In the centre of the space, magically, the gravestones drew back, leaving open a large circle, smooth-surfaced: a dance-floor. To one side, a group of musicians tuned up, at the other, a low dais stretched along a quarter of the circle.

"What's happening?" Beckett asked suspiciously.

"It's almost thirteen o'clock. Everyone takes their true form, and those who have two show both." Castle, watching Baron Samedi with increasing nervousness as the grin on his bony face widened, still could hardly contain his anticipation at finally finding out Beckett's talent.

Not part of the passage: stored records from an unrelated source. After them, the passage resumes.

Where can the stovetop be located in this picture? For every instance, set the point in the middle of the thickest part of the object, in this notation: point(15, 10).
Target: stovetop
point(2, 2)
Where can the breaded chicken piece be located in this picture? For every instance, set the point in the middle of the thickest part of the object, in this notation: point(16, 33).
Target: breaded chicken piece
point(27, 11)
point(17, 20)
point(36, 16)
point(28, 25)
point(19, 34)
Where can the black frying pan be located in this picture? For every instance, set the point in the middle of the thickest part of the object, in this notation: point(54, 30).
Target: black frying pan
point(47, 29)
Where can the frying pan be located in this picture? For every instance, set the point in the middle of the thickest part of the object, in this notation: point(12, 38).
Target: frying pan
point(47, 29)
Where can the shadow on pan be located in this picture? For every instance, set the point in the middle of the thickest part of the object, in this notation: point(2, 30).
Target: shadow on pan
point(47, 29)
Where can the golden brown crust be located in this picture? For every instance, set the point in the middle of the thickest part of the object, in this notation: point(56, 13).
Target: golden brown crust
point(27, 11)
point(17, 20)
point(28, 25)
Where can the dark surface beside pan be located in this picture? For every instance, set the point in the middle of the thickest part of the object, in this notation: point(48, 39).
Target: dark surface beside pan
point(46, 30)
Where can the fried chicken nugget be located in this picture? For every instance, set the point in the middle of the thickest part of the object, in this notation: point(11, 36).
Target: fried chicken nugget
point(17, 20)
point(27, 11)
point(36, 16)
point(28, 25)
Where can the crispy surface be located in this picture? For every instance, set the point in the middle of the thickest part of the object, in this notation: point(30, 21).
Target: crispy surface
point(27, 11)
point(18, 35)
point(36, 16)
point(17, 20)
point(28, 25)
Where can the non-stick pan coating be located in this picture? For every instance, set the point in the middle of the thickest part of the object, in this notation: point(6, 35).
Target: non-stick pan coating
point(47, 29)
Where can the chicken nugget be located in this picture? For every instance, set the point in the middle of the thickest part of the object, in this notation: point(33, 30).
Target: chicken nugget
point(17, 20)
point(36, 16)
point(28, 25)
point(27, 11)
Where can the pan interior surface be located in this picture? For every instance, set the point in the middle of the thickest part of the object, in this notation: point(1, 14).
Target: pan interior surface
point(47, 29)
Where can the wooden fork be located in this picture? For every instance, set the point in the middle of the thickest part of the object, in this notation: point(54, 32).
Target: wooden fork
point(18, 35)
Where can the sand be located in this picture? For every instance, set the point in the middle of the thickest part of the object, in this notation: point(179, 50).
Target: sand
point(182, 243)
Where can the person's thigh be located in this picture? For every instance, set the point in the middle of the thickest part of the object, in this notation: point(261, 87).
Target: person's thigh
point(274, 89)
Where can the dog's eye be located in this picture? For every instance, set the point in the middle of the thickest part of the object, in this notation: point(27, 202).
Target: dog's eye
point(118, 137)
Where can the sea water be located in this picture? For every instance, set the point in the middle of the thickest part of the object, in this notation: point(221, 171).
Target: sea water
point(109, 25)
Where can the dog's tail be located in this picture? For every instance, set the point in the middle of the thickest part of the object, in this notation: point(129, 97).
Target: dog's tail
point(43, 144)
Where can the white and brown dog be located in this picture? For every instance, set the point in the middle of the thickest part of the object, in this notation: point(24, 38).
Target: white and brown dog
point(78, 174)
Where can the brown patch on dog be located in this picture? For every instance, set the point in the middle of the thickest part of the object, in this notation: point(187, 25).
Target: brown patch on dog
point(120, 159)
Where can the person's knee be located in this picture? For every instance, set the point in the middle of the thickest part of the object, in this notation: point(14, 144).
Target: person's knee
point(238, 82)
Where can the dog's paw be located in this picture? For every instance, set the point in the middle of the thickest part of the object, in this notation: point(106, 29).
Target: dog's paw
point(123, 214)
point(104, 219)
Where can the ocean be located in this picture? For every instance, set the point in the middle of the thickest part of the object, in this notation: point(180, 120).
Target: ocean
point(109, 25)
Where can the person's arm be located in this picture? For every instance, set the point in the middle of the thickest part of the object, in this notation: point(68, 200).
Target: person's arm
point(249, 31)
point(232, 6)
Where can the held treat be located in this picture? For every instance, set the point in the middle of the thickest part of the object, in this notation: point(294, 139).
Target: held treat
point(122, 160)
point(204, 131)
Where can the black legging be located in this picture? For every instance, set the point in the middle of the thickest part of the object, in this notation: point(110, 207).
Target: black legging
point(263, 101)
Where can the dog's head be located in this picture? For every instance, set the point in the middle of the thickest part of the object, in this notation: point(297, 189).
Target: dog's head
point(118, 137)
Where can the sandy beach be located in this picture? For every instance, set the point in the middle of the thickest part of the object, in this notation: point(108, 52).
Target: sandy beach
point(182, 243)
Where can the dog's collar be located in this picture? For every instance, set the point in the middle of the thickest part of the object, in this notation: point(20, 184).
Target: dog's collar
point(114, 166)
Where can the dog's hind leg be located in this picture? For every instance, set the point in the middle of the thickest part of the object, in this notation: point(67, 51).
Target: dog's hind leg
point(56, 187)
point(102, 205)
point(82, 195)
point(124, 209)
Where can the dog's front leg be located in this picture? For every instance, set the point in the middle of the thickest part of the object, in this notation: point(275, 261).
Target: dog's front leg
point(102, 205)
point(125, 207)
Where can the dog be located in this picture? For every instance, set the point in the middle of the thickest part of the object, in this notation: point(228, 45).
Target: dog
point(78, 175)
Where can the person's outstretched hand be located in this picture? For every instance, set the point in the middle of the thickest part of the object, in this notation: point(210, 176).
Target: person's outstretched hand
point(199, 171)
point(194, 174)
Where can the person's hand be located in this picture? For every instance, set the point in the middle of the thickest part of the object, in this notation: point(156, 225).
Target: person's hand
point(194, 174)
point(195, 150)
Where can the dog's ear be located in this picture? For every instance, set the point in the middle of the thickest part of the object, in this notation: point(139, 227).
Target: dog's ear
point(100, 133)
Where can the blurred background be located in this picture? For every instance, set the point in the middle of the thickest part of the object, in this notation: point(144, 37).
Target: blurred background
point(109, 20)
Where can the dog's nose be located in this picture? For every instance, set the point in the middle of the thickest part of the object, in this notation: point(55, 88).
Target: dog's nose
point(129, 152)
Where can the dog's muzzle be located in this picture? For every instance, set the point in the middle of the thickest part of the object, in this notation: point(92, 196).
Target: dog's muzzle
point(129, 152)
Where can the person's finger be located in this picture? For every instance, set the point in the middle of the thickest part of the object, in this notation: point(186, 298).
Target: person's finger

The clock struck: heavy, elegiac notes, tolling out the thirteenth hour. The throng fell silent. Baron Samedi moved to the centre of the dais, and gestured with his black walking stick, banded top and bottom with bone-white. "De Hallowe'en Ball," he announced. "De thirteenth hour. De honour of de first unveiling, and de first dance, goes to de Witchfinder and de Lady Inconnue!"


Thank you to all readers and reviewers. Much appreciated.

The tale of the elves/leprechauns and the cobbler is pretty common across Britain, Ireland and Europe. Whichever non-human it is, they produce the most wonderful shoes possible. You can see why Beckett would be interested...at the right time.

Spriggans are a Cornish spirit, traditionally unpleasant, but here (as with everything else I've, er, borrowed) updated for the modern world.